Armenia -- Newspapers for press review illustration, Yerevan, 12Jul2016

“168 Zham” says that campaigning for Armenia’s April 2 parliamentary elections promises to be quite eventful and even “colorful.” “For now, that is mainly taking the form of advertising and various displays, rather than substance,” writes the paper. “The first two days of the campaign have highlighted the fact that the upcoming elections will be a struggle between money and more money. The lavish posters and other campaign material testify to that. It should be clear in the next few days whether political forces can switch from form to substance.”

“Chorrord Ishkhanutyun” also sees a lack of substance in the election campaign.
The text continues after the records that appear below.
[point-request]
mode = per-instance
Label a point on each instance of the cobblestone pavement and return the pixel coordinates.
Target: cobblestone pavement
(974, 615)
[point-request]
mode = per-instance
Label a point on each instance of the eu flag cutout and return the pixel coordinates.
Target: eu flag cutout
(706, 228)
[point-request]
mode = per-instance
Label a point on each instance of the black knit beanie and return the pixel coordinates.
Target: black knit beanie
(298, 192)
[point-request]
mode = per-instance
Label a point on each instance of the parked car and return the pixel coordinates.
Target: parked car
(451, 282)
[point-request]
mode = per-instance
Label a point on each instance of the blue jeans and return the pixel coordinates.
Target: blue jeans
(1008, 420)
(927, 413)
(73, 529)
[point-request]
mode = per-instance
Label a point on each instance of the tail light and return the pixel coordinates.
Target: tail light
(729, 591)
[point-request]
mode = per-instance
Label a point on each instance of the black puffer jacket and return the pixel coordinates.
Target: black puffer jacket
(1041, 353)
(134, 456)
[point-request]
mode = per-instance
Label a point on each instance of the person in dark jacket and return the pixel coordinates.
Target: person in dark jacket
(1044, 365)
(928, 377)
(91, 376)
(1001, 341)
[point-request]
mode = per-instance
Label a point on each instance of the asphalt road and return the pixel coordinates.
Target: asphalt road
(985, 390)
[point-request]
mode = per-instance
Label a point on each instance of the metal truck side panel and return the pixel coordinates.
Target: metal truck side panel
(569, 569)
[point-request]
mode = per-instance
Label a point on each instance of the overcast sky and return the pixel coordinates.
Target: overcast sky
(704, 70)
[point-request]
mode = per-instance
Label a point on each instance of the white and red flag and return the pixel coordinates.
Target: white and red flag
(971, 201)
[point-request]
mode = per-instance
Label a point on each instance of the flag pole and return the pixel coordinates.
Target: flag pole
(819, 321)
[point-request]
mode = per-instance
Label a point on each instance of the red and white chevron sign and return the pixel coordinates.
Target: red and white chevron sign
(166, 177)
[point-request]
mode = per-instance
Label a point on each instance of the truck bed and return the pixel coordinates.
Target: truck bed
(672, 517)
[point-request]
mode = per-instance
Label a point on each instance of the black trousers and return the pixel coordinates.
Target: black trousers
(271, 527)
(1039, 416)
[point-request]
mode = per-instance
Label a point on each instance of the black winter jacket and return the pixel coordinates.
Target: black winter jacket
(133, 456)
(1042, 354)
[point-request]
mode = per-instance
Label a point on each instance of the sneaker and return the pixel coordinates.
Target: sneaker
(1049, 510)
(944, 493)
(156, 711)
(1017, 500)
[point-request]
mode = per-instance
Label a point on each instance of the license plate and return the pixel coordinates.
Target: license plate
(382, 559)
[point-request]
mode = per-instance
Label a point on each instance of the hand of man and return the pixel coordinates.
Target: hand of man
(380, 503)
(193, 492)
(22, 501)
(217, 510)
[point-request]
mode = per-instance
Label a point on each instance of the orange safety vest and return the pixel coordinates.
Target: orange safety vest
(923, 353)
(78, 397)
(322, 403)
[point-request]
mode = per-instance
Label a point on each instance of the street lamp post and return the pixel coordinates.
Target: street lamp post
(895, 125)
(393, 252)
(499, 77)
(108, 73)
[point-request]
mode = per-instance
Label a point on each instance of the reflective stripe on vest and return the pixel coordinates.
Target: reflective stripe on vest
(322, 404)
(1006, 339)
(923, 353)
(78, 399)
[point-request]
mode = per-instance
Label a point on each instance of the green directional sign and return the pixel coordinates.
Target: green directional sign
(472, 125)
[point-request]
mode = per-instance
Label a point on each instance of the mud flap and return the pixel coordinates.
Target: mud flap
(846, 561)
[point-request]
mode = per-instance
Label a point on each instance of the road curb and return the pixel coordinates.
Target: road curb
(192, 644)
The paper says public reactions to campaign ads aired by election contenders have centered not on their content but on prominent public figures featured by them.

“The campaign is involving not so much presentation of one’s own ideas and programs as a race to say something about one’s rivals,” editorializes “Aravot.” The paper also claims that any outcome of the elections “will change nothing in our life.”

In an interview with “Zhoghovurd,” Ara Harutiunian, Nagorno-Karabakh’s prime minister, confirms Prime Minister Karen Karapetian’s revelation that diesel fuel supplied to army units in Armenia and Karabakh last year was of poor quality. “To my knowledge, low-quality diesel fuel has been in the market for many years,” he says. “It has been used by farmers, transport equipment and other vehicles. As for the April [2016] events, I can state that both at that time and in the following months private construction firms working for the [Karabakh] Defense Army had many problems with fuel because it was hastily purchased by the government from private suppliers.”

“Haykakan Zhamanak” reports that the Armenian Ministry of Finance will likely sell soon more Eurobonds that will be worth between $500 million and $700 million. “According to our information, a political decision to take this step has already been made,” writes the paper. “The main specificity of this issuance is that the Eurobonds will be denominated in drams, rather than a hard currency.” It says that the planned borrowing could breach an Armenian law that limits the size of the country’s public at 60 percent of Gross Domestic Product. The government might therefore amend that law, it claims.